Pakistan is a country with its unique dynamics. The undocumented economy is very large and tax filers are only 5.3 million.
People in their very nature are largely oriented towards doing charity but at the same time, they display noticeable inertia at the question of entering the official tax net.
In this societal makeup, only the salaried class and documented corporate sector contribute to the direct taxation pie. In this background, the petroleum development levy (PDL) seems the most equitable of all taxes. Let's investigate why?
While delving into the very basic economic literature, we come to realise that tax is primarily classified into two categories: direct tax and indirect tax.
Furthermore, textbooks suggest that direct taxation, eg income tax, is more equitable and should be preferred. While indirect taxes like the general sales tax (GST) and PDL are regressive in nature as a billionaire pays the same amount of GST on a packet of biscuits as a popper on the street. While this textbook distinction is as valid as other economic concepts in an ideal world, practicalities of the real world call for innovative solutions.
A country like Pakistan, where traders and agriculturalists largely stay away from the formal tax net along with real estate barons, we must come up with different strategies, albeit temporarily, in order to take a fair amount of tax from these untaxed segments and PDL seems to be a reasonable measure.

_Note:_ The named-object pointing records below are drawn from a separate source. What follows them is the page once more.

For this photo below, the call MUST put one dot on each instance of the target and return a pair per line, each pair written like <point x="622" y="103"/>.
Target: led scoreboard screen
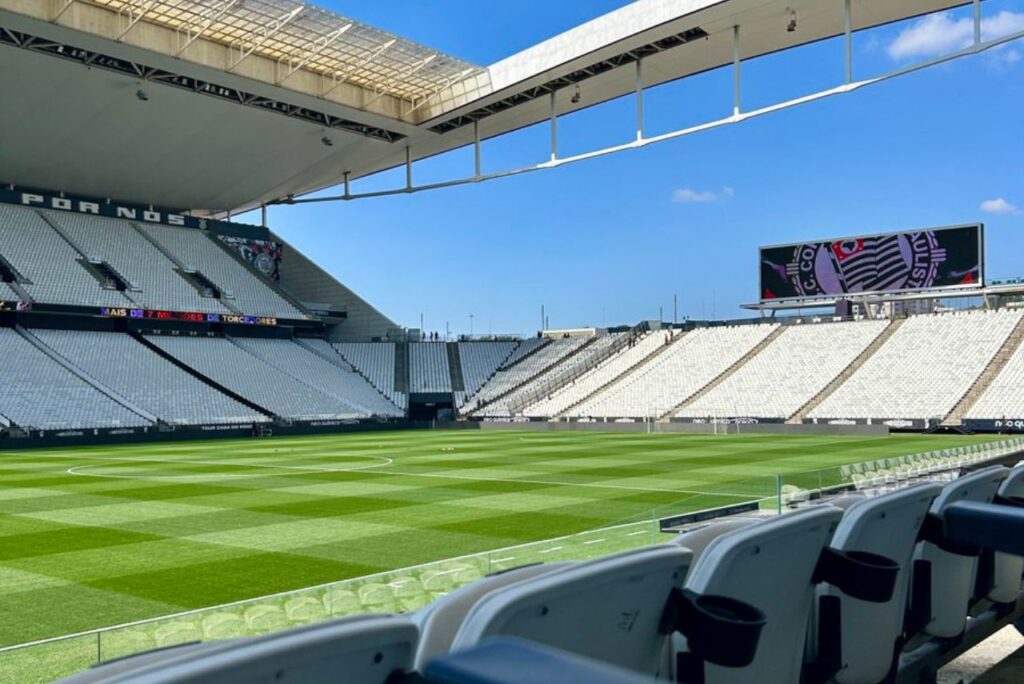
<point x="929" y="259"/>
<point x="187" y="316"/>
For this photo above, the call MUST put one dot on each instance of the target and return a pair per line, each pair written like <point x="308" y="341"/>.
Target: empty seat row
<point x="922" y="371"/>
<point x="510" y="376"/>
<point x="570" y="366"/>
<point x="690" y="362"/>
<point x="608" y="370"/>
<point x="333" y="379"/>
<point x="146" y="379"/>
<point x="249" y="376"/>
<point x="851" y="594"/>
<point x="375" y="360"/>
<point x="37" y="392"/>
<point x="428" y="368"/>
<point x="49" y="251"/>
<point x="480" y="360"/>
<point x="787" y="373"/>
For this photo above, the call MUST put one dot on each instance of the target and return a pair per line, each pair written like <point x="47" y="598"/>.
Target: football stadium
<point x="219" y="463"/>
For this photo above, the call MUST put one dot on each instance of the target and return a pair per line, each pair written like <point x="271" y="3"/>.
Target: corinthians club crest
<point x="904" y="261"/>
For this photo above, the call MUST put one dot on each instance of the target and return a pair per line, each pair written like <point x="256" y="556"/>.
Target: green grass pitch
<point x="91" y="537"/>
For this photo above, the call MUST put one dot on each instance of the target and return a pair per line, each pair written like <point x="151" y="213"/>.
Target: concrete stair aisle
<point x="998" y="361"/>
<point x="652" y="355"/>
<point x="726" y="373"/>
<point x="838" y="381"/>
<point x="455" y="368"/>
<point x="537" y="375"/>
<point x="401" y="368"/>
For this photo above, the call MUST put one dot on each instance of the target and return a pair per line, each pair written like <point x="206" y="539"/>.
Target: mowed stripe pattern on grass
<point x="91" y="537"/>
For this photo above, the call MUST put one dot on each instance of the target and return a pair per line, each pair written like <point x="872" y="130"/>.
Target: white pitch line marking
<point x="76" y="470"/>
<point x="385" y="463"/>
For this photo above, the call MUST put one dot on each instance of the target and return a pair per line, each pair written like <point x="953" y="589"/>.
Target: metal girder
<point x="267" y="35"/>
<point x="215" y="12"/>
<point x="441" y="87"/>
<point x="325" y="43"/>
<point x="736" y="117"/>
<point x="135" y="18"/>
<point x="65" y="8"/>
<point x="414" y="69"/>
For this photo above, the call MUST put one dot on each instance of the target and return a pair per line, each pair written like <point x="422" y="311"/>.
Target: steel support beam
<point x="476" y="148"/>
<point x="270" y="33"/>
<point x="553" y="116"/>
<point x="324" y="43"/>
<point x="736" y="73"/>
<point x="736" y="118"/>
<point x="848" y="38"/>
<point x="409" y="169"/>
<point x="60" y="12"/>
<point x="639" y="91"/>
<point x="373" y="54"/>
<point x="215" y="12"/>
<point x="414" y="69"/>
<point x="135" y="18"/>
<point x="977" y="22"/>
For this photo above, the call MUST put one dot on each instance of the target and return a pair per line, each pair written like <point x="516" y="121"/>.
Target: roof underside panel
<point x="299" y="35"/>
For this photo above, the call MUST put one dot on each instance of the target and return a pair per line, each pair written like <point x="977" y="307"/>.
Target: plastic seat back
<point x="886" y="525"/>
<point x="368" y="649"/>
<point x="439" y="621"/>
<point x="770" y="566"/>
<point x="1008" y="569"/>
<point x="608" y="609"/>
<point x="952" y="574"/>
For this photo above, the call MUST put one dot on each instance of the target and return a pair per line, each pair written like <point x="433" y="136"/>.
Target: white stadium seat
<point x="366" y="649"/>
<point x="50" y="264"/>
<point x="922" y="371"/>
<point x="788" y="372"/>
<point x="692" y="360"/>
<point x="771" y="566"/>
<point x="428" y="368"/>
<point x="952" y="573"/>
<point x="887" y="525"/>
<point x="609" y="609"/>
<point x="147" y="380"/>
<point x="609" y="369"/>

Everybody uses fuel. People who don't pay taxes have higher disposable incomes; hence they are prone to indulging in luxuries more than the already squeezed formal sector. Since they have untaxed money, they resort to means through which they can showcase their wealth. In Pakistan, over the last two decades, big inefficient trucks and jeeps are a primary means of showing off wealth. An agriculturist buys a new SUV invariably after every harvest.
Similarly, the real estate barons, who have doubled their wealth through the unproductive activity of trading real estate files, are also seen in their monstrous trucks.
The psychological and philosophical idea behind this behaviour is very simple. Easy money is easily spent. Hard-earned money is carefully spent and largely invested.
So, the people who make easy money due to tax evasion are naturally prone to show off their wealth through the inefficient big trucks. So, the important question here is what to do about this?
The concept of nudge theory in behavioral economics works much better than the traditional rhetoric of imposing circumventable regulations. We need to make these luxuries expensive through taxation and PDL can be one way to make this possible.
Naturally, a jeep or truck owner would pay more PDL than a common man on a motorbike. Hence, through this mechanism we will collect a sizeable tax from the undocumented economy. Not only this; but the very nature of fossil fuel compels us to make it more expensive as it produces the negative externality of air pollution.
However, the demand for fuel is largely inelastic. Making it more expensive would not reduce consumption much but we can use the tax collected for environment-friendly measures to absorb this negative externality.
Or, we can use these funds for developing a robust public transport network that will eventually reduce emissions.
Last year, we collected around Rs1 trillion from PDL and this year's target is Rs1.25 trillion. By increasing PDL by Rs10 per litre, we may collect an additional Rs200 billion.
Now, the question of inflation comes into play. It must be appreciated that expectations for inflation are a larger issue as compared to inflation itself.
Currently, inflation expectations are anchored downwards due to the recent slide in the Consumer Price Index (CPI). Furthermore, petroleum prices have already gone down due to falling international oil prices.
The outlook for oil is dovish with the change in political headwinds in the US, overall recessionary mood and somber numbers from China. It is estimated that Brent could go as low as $40 a barrel if OPEC removes its self-imposed production cuts.
Furthermore, if the Ukraine and Palestine conflicts inch towards resolution, internal oil prices will exhibit a sharp decline, which will give a window to the government to raise PDL without raising inflationary expectations.
The only real challenge in this situation is that the formal oil companies might lose market share to the illicit and smuggled fuel. It needs to be checked in order to make this strategy successful.
To conclude, we must admit that increasing PDL is not ideal and might be discouraged when the direct taxation situation improves. But in the current situation, keeping in view the untaxed sector, international oil price scenario and Pakistan's inflation trajectory, this seems to be a more equitable mode of taxation than any other available.